The original natural distribution of the alligator gar was the central and southern states of the USA, including the coastal areas of the Gulf of Mexico and a smallish area of Mexico reaching Veracruz. Persecution for many decades resulted in the apparent extinction in some northern areas such as Idaho and Iowa. Introductions, to control invasive carp, have further complicated the situation but large gar are now most common in the southern states in large lakes, dams and backwaters. Outside North America, alligator gar are kept in stocked ponds of “fishing resorts” on Thailand, where they are offered for sports fishing along with other big freshwater species such as Mekong catfish and arapaima. Alligator gar usually stay within a few feet of the water surface, to ambush prey, but can be found throughout deep or shallow water. They prefer sluggish or stagnant water and are usually solitary, except when spawning. When flooding takes place and backwaters are filled during high temperatures, gar will enter the shallows where there is good cover. Males will then congregate around a female and fertilise the eggs which are bright red and poisonous.

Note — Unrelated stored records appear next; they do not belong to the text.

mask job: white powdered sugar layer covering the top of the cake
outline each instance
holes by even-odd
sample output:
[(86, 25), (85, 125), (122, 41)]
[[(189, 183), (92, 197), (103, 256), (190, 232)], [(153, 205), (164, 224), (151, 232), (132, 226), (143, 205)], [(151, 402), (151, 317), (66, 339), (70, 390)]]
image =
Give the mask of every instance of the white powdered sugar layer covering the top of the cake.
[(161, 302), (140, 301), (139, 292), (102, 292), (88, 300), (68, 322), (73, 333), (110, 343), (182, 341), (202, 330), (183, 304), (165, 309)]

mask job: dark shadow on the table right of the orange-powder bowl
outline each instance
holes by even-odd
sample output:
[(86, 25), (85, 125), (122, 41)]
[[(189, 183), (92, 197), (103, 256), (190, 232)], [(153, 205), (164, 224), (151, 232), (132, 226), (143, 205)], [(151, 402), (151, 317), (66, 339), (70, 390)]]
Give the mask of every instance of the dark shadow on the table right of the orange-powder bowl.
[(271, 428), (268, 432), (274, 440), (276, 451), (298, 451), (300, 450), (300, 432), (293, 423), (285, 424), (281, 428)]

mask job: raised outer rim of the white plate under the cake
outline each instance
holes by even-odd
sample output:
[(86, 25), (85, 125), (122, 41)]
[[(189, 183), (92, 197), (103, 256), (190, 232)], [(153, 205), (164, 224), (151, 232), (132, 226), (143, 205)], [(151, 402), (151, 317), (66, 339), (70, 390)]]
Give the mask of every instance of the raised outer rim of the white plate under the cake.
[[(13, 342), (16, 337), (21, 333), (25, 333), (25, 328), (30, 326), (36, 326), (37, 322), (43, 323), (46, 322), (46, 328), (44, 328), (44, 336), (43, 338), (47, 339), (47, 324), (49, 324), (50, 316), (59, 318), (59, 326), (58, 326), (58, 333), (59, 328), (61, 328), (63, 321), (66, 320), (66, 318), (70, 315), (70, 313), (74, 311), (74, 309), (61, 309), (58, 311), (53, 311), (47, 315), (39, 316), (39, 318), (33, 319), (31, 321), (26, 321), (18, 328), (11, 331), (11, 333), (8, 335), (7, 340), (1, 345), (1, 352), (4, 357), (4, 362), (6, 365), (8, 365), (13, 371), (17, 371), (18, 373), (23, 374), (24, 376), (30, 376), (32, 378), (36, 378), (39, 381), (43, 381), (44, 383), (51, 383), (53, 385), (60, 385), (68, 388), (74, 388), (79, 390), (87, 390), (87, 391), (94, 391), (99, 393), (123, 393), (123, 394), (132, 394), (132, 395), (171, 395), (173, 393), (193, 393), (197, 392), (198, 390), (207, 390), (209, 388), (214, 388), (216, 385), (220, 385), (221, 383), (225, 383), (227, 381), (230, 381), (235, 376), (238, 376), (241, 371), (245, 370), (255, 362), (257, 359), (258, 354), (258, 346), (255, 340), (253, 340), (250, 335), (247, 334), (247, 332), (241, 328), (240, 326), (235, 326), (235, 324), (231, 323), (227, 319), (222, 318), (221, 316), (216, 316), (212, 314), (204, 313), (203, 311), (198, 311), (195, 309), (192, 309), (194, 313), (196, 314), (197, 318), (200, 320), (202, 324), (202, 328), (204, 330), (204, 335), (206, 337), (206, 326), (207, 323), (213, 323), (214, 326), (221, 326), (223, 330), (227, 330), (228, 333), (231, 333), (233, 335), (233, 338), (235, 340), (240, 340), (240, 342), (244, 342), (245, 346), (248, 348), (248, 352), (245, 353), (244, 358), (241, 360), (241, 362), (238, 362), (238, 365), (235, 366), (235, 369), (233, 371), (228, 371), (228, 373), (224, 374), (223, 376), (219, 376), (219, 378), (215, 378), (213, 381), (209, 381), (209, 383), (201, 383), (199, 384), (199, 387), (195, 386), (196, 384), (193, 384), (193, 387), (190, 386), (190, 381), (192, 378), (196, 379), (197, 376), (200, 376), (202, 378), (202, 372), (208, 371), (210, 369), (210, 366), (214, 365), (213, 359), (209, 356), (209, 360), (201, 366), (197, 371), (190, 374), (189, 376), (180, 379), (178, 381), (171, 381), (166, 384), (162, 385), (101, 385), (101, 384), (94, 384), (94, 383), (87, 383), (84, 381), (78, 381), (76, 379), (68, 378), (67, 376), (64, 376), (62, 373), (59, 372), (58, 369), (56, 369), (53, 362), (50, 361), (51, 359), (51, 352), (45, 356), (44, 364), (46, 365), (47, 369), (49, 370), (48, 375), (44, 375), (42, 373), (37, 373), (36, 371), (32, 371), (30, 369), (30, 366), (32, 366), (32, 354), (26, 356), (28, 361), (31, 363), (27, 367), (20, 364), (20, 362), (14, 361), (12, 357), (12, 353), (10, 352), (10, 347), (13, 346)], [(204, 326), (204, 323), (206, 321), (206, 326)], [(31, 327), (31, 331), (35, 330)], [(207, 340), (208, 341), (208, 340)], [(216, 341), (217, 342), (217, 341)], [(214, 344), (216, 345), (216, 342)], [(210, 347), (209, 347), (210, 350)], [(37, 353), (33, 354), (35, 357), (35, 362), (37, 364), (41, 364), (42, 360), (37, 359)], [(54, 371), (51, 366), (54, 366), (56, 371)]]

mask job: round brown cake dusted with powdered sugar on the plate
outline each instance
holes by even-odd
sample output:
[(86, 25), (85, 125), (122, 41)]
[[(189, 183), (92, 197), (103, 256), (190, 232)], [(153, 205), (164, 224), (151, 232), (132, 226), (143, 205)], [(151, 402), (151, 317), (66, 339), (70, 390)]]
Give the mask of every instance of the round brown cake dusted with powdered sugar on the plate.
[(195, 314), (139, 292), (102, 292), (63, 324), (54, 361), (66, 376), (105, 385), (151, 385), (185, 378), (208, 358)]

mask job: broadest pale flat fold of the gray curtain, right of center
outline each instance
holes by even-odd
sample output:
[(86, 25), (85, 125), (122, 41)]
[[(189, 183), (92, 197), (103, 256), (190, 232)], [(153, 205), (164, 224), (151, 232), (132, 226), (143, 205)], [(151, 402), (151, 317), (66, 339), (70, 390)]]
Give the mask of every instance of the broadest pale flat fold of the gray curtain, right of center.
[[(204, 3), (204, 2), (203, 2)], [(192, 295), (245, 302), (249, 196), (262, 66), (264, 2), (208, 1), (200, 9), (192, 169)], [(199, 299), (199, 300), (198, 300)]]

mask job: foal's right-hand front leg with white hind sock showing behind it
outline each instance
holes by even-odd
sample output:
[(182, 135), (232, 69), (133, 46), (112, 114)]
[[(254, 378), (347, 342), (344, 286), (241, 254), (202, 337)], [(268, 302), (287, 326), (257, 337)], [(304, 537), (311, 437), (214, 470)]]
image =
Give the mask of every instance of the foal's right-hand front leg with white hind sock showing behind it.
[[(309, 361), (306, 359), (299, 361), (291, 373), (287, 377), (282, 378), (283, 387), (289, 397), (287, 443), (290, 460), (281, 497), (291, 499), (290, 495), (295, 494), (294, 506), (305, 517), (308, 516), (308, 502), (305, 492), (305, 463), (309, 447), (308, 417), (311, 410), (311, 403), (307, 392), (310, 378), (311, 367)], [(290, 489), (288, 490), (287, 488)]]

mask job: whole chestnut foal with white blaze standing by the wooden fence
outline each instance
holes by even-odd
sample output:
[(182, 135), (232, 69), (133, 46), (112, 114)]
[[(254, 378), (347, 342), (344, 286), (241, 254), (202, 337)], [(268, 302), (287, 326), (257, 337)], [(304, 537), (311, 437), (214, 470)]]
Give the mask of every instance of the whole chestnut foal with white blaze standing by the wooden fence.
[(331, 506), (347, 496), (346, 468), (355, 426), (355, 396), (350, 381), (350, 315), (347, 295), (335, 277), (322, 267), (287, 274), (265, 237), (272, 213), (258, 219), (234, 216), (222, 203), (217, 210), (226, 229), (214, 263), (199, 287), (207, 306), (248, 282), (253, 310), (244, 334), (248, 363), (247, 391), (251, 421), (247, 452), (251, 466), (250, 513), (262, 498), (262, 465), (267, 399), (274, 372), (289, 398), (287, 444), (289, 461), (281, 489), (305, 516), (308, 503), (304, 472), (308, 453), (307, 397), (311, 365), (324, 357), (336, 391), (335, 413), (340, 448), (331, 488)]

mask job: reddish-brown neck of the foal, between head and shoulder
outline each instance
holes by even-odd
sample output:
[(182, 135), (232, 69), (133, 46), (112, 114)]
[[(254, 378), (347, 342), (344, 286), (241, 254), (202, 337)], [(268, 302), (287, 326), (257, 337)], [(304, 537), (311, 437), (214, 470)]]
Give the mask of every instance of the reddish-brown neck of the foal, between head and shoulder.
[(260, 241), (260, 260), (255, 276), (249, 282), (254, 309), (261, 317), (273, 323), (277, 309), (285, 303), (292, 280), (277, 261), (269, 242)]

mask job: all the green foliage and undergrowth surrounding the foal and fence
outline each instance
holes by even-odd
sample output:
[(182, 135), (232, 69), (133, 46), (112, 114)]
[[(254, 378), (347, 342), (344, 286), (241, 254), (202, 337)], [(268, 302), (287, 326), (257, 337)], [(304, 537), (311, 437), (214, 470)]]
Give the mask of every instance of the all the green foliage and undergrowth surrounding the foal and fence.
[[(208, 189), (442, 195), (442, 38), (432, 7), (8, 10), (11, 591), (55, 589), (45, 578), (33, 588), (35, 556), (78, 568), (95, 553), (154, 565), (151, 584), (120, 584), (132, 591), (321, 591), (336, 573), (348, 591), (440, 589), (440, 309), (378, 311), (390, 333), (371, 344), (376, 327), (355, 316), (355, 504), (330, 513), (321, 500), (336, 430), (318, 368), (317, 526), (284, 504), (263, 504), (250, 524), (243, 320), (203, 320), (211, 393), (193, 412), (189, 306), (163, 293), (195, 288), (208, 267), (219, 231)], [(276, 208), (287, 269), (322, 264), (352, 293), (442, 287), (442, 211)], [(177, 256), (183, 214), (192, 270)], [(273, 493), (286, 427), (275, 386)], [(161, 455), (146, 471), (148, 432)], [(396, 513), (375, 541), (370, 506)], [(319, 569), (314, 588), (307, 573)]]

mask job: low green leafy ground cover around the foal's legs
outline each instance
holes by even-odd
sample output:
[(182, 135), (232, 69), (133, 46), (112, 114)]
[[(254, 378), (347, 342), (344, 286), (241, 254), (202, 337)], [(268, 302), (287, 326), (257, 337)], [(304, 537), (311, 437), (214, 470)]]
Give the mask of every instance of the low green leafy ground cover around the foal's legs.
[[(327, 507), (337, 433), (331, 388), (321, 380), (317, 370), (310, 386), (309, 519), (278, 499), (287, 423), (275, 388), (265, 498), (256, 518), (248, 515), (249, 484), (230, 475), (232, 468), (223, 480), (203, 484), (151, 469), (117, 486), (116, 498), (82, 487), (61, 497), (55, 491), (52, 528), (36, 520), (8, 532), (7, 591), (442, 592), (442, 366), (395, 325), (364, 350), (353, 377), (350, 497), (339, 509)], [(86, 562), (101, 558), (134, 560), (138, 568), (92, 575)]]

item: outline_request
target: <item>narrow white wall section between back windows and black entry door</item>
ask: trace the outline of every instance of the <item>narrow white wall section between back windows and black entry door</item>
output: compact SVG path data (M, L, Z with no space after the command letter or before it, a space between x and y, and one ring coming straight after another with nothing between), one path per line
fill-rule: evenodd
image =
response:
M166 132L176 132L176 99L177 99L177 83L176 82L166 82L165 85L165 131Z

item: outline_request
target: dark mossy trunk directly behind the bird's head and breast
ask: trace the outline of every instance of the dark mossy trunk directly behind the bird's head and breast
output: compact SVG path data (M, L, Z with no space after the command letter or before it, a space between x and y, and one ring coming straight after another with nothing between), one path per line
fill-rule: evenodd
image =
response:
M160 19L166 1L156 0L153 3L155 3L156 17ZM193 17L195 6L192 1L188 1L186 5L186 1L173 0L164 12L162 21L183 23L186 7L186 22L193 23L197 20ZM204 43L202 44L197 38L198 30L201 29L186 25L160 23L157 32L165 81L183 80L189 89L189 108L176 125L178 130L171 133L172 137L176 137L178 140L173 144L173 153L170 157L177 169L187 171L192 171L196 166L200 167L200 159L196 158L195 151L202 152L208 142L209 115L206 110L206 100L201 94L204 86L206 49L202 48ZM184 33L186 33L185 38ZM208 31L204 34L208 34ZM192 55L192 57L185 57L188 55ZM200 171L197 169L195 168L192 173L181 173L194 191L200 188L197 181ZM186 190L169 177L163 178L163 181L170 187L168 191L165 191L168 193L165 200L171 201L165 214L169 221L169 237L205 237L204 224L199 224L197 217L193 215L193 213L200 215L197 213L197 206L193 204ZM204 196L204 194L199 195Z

About 150 000 eggs can be produced per spawning.

About Alligator Gar

Once you've seen an alligator gar (Atracosteus spatula), you'll have no doubts why it's named so: its size, shape and life habits resemble an alligator more than a fish. This species is an important part of American fishing and other folklore and, in recent years, has morphed from being regarded as a “pest” and “trash fish” to a respected and valued member of underwater ecology and a priority target for anglers. Alligator gar have torpedo-shaped, sturdy, elongated bodies with a short, broad head and a shorter, broad mouth. The fins are large and used for locomotion and manoeuvring. The pectoral fins are used to change direction, for reversing and for preparing to ambush prey. The three large fins at the rear - the dorsal, caudal and anal fins - are largely used for slow movement, but also to prepare for and power the rapid, strong surges that the alligator gar uses to capture prey. They are brown to olive grey above and a lighter yellow grey below. The mouth is armed with impressive, large, sharp, pointed teeth - there being a double row in the top. The fish can grow very large, one of the largest caught being confirmed at 2.57 m. (8 ft 5 in.) and 148 kg. (327 lbs.). They are estimated to live for at least 50-70 years and possibly up to 90. They are ambush predators, feeding mostly on fish, but will take almost anything, including frogs, snakes, rodents and birds.

How to Catch?

The best way to fish for alligator gars depends on the area, circumstances, size of fish targeted and the preferences and resources of the angler. The species has created a large group of almost fanatical anglers whose principal aim in life is to catch large gar. Ordinary anglers, however, can also have good experiences and great fun targeting them. In some areas boats are essential, but bank or pier fishing, if possible, can often give greater control over a large, hooked fish. Good quality, strong and heavy tackle is essential as gar has many sharp teeth and there’s always a chance of a big fish. While some specialists may use flies and have great fun, others spin with surface lures with success, but bait fishing is by far the most popular. Live or dead bait works and various species of fish are used. Chicken and other meats also work, but locally caught fish seems to be the best choice and the method of presentation is decided by the angler. Possibly the simplest way to fish for gar is, using a large, strong, circle hook to impale the (live or dead) bait and cast it out into a likely spot. When the fish takes the bait let a little line run out and then, gently but very firmly, lift the rod until all hell breaks loose. Bowfishing for alligator gar is also very popular, and is a great challenge as the species have exceptionally strong scales. No matter what method you use to catch them, the alligator gar is one of the largest and strongest fighting fish in the USA and a worthy opponent. The capture of a large specimen usually results from a lot of preparation, insight, information, investment and a bit of good luck!